No need. You've long provided rich commentary drawing from your academic background.

I've gotten really tired of all the headlines that scream "this new observation violates the laws of physics!" I know the scientists aren't responsible for that stuff, but it gets really tiresome. Plus, all of the unproveable postulates that seem to fascinate a subaet of physicists: we're in a black hole, this is a simulation, etc.

John Thorstensen's avatar

By the way, Pexas, the answer to the question I posed is (a) the Hubble expansion, which gives a rough age simply by interpolating backward; (b) the cosmic background radiation has exactly the right spectral distribution for thermally-generated radiation in equilibrium -- naturally explained by an early hot phase, and so far impossible to understand otherwise; (c) the abundance of the light elements matches very well with that generated by the temperature/density development of a radiation-dominated universe cooling from an arbitrarily high temperature; and (d) the angular fluctuation spectrum observed by the Planck satellite is exactly as expected for flat initial density spectrum evolving under gravity and radiation pressure.

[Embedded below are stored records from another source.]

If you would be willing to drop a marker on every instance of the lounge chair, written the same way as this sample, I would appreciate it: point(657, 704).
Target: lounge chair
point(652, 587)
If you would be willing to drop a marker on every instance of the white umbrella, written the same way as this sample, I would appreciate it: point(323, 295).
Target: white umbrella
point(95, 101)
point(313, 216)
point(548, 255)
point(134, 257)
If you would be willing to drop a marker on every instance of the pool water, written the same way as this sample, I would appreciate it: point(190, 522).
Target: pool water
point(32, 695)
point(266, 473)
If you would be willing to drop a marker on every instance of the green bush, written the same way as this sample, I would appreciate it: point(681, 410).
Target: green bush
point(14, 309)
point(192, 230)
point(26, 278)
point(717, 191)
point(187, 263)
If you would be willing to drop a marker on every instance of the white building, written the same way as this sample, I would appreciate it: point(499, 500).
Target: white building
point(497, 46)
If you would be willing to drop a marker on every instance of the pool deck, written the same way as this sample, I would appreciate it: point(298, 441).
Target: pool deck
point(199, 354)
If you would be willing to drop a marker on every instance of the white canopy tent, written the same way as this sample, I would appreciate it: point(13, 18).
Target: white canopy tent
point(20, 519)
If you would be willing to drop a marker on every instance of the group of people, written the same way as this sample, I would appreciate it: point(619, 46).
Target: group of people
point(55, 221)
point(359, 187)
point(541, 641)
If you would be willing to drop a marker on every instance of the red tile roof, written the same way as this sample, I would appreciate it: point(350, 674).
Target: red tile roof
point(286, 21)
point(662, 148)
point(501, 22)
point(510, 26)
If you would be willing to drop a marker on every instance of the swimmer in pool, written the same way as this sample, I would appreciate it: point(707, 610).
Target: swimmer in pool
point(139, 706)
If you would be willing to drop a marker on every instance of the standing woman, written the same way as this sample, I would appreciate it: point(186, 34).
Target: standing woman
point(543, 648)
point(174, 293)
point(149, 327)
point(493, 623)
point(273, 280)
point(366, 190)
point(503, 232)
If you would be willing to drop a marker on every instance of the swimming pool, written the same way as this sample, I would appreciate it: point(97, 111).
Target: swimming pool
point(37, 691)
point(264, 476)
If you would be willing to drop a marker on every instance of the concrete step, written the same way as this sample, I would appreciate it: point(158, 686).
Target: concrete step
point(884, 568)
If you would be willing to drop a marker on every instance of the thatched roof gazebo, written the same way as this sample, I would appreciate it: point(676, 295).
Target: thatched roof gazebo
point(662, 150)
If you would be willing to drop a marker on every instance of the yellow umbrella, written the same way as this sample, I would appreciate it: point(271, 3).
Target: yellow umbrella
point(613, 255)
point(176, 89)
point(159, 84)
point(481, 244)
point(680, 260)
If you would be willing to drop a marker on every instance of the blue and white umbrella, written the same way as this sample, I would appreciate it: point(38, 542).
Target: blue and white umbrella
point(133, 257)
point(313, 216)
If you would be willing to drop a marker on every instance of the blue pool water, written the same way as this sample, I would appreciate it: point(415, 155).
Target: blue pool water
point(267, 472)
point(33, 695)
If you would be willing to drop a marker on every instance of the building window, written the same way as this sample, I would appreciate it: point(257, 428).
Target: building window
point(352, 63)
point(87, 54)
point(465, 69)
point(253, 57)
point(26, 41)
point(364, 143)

There's a lot of ferment these days over the "Hubble tension", and no one knows that dark matter or dark energy are. Even so, their characteristics have been narrowed down pretty well. They're fudge factors, but the speculation is tightly constrained.

Pexas Teat's avatar

I lost you at (d). My knowledge of astronomy is basically that of an interested layperson with a lot of distractions.

I'm a geographer by training, and my native tendencies are for shallow breadth in terms of natural history. So on hikes, I know a few plants, a few minerals and rock types, a few birds and mammal tracks/scat, etc.

John Thorstensen's avatar

I COMPLETELY agree about the sensationalistic speculation. There's a subset of physics/astro folks who are really, really into self-promotion - a little bit is healthy, especially when backed up by real substance, but the razzle-dazzle stuff is counterproductive, I think.

My own work tends to be very empirical.